AT&T, Microsoft and Compuware subsidiary Covisint have announced plans to create a nationwide health information exchange which expands on a smaller network already in place state-wide in Tennessee. In Tennessee, the MidSouth eHealth Alliance and the Governor’s eHealth Council had already been running an electronic health network for doctors across the state, running on Covisint’s On-Demand Healthcare Platform.

The broader eHealth network will use Covisint’s platform and run over AT&T’s MPLS network. The new network will give consumers access to records based on Microsoft’s HealthVault PHR technology, while giving them the ability to share that information with all providers who connect to AT&T’s Healthcare Community Online. The Healthcare Community Online is a virtual private networking-based portal which allows electronic health data exchange between existing systems used by providers and physicians, including large files such as X-ray images, MRIs and CT scans. The AT&T network allows doctors, hospitals, labs, pharmacies and patients to access test results, prescription records and medical histories.
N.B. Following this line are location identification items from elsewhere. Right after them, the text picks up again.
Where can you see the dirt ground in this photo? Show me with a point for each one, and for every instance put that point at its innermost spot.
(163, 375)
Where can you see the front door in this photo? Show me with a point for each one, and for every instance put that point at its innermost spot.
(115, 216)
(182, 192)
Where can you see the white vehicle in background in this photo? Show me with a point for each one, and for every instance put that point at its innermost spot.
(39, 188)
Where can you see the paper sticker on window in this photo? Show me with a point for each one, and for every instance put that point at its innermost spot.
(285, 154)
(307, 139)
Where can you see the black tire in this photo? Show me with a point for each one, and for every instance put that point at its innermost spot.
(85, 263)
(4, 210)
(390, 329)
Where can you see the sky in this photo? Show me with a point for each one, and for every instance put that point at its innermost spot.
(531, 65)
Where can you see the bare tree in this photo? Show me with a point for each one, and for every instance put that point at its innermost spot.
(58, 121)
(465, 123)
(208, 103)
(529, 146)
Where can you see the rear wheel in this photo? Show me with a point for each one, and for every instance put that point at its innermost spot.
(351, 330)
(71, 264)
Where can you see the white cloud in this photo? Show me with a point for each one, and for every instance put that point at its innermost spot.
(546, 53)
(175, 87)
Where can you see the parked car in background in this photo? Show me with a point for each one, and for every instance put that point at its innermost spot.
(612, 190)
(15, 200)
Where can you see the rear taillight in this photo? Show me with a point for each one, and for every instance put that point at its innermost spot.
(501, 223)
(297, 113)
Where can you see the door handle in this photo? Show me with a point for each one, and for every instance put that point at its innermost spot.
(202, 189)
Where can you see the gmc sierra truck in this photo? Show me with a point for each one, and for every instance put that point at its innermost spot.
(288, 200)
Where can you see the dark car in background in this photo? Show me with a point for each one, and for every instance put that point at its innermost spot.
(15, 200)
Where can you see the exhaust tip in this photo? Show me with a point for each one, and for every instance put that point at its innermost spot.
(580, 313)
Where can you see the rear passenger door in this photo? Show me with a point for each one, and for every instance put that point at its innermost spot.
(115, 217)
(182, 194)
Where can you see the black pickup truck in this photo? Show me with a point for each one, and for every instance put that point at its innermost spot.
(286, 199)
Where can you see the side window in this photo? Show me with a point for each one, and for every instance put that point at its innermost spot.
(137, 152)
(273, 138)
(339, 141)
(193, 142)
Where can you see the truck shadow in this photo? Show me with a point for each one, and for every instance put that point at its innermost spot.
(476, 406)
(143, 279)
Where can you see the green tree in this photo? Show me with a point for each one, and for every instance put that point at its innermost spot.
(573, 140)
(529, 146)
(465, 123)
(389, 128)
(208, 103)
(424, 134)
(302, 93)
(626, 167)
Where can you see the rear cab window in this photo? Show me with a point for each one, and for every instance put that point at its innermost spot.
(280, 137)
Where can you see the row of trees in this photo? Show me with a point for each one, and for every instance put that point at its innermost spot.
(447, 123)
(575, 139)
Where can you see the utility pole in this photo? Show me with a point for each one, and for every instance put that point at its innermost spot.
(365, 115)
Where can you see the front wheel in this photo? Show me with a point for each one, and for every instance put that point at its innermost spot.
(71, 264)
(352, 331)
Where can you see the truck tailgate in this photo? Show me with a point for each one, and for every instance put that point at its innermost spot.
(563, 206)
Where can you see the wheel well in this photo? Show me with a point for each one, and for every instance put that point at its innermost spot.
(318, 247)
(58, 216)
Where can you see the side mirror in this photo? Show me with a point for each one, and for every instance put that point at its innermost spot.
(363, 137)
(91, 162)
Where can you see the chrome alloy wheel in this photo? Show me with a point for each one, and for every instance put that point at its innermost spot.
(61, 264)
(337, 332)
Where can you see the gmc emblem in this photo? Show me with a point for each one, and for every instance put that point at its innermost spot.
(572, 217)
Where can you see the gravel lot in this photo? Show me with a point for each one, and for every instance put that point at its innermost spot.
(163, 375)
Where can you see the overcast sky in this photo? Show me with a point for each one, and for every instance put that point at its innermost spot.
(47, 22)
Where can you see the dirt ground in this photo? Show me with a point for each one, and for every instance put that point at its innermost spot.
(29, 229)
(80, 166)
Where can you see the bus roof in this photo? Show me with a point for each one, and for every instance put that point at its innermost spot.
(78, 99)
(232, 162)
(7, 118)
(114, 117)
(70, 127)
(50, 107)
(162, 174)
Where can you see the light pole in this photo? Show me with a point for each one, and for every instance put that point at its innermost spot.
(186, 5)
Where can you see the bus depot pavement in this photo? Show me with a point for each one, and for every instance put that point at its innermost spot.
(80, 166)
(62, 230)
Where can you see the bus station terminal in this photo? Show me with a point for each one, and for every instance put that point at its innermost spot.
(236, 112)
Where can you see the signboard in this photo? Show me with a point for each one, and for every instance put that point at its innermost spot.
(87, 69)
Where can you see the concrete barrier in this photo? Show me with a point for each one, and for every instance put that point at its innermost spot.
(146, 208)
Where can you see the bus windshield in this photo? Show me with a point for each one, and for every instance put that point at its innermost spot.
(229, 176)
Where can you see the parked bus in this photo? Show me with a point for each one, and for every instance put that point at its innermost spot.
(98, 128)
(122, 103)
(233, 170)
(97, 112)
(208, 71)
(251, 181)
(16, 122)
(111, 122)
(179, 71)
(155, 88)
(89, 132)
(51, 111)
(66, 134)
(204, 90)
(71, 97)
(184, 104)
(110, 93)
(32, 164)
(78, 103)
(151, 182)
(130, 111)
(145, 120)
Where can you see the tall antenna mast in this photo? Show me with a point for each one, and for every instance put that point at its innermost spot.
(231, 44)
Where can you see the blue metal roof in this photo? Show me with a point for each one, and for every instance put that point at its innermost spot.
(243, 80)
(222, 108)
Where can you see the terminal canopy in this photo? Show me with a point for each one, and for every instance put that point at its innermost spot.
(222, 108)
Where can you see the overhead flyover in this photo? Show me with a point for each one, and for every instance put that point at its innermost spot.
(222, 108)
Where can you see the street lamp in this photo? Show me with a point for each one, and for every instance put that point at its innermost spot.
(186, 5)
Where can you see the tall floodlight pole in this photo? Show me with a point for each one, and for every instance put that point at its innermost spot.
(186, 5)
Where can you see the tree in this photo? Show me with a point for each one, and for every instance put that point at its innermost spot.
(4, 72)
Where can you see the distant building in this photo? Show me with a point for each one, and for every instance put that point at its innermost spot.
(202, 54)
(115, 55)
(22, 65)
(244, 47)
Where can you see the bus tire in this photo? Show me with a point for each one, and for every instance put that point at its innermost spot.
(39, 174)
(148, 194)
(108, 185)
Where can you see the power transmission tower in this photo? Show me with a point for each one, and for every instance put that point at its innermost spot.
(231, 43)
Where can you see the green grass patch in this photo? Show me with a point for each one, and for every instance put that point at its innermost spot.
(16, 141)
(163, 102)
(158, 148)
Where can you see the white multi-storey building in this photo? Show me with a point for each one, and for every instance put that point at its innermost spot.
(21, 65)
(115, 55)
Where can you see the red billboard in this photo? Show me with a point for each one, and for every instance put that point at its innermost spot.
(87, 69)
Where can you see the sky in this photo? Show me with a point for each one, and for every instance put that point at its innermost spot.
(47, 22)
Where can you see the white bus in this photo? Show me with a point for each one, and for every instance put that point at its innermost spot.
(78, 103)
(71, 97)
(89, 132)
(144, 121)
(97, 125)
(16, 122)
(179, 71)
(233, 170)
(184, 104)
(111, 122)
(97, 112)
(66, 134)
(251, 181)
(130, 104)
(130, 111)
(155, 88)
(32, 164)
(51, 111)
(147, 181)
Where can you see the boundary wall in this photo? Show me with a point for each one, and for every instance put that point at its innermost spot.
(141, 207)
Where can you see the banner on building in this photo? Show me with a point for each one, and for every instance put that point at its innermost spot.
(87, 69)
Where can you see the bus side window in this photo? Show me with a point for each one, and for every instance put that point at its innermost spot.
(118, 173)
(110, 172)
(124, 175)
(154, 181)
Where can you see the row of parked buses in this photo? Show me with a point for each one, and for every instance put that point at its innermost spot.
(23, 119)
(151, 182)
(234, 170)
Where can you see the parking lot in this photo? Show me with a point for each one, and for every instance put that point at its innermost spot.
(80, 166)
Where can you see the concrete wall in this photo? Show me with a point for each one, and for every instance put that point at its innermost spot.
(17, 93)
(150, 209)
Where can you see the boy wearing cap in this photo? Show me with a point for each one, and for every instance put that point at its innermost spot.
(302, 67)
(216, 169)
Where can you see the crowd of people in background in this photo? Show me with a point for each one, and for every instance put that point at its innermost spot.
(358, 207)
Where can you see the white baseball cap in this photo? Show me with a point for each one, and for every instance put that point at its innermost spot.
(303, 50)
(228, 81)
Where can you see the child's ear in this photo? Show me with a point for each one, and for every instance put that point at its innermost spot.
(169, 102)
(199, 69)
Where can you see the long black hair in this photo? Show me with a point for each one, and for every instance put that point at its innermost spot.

It also offers physicians the ability to use e-prescribing functions.

What’s interesting here is that the parties involved don’t mention what their services will cost, or even what pricing model they’ll use (a connectivity charge, a flat fee, a fee per transaction, some other option?). I wonder if this model will be any more affordable than the costly, largely unsustainable RHIOs/HIEs not-for-profit groups and governments have attempted to bring together.